When this happens, verse 3 says that God will establish your plans. The result of giving our entire lives over to God is that he will establish what he wants to do through us. This takes all the pressure off. Our decisions matter, but we don't bear the weight of them. We roll everything on to God, and he does with us as he pleases. And then we don't have to worry about the results. If it was all up to us, then we have pressure and all kinds of fear. But because God is sovereign, we can rest even though we know our limitations. When we commit our entire lives to God, and realize that he's sovereign, we can plan and then relax, knowing that our achievements are ultimately up to God. We can then live in prayer and peace.
So your decisions matter. But what matters most of all is that you are committed to God. When you get this balance, that your decisions matter, but God is sovereign, and that what matters even more than your decisions is that you are yielded to him – then you can work and relax, knowing that God is sovereign, and that he can work through the choices that you make.
Jack Miller was a pastor on the verge of burnout. In 1970, while pastoring a small church in Pennsylvania and teaching practical theology at a seminary, he became so discouraged that he resigned from both his church and the seminary. He had failed. People weren't changing like he knew they should.

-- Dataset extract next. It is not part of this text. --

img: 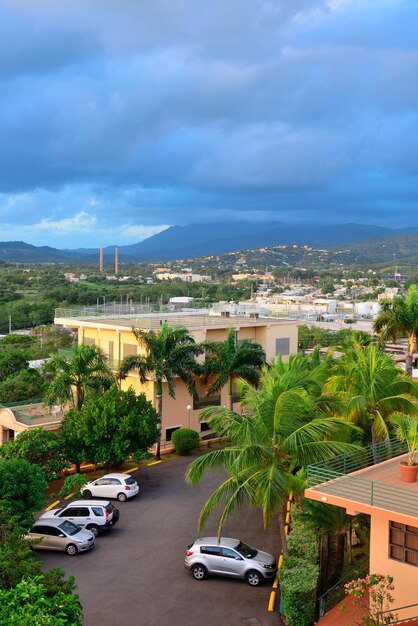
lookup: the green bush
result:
[280,556,319,626]
[171,428,200,454]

He spent a few weeks crying. Gradually he came to realize what was wrong. He realized he had been motivated by his own personal glory and the approval of those he was serving. "He said that when he repented of his pride, fear of people, and love of their approval," his daughter writes, "his joy in ministry returned, and he took back his resignations from the church and seminary."
Miller came to a turning point. "He had been relying on the wrong person to do ministry – himself." He began to give up all dependence on himself, and began to learn the basics of doing Christian ministry in Christ's strength. The result was greater freedom and power.
Miller discovered that his actions mattered, but it's not all up to him. He learned to give up all dependence on himself, to acknowledge how poor in spirit he was, and then rely exclusively on Jesus and the gift of His Spirit in constant prayer.
Miller once wrote to a young missionary and said:
Remember the only real leader you have is Jesus Christ. Unless you are daily taught of him you will not be able to make the right decisions.
Miller discovered the joy of rolling his entire life on to the Lord, and relying on God's strength and not his own. And his life ministry was never the same.
My prayer for you is that you will make wise decisions. But my greater prayer is that you will understand that God is sovereign, and that it's only as we roll our entire lives over to him that the pressure is off, and we discover the freedom and joy that come from relying on him.
Father, I pray that you would give us wisdom as we make decisions. Thank you for the important role we play in making decisions, but thank you that you work even through our weaknesses and mistakes.
Thank you also for the invitation to trust you, to roll our lives over to you. The original sin was Adam and Eve claiming sovereignty over their own lives rather than submitting to you. Jesus Christ came to undo the results of that sin, to make it possible to once again submit to you.
Through the power of the Spirit, please convict us today in the areas in which we are trying to control our own lives, acting as little gods. Stop us from relying on the wrong person – ourselves. And bring us back to submission to you through the work of Christ and the power of your Spirit, so that every person here would realize that the only leader they have is Jesus Christ. In his name we pray, Amen.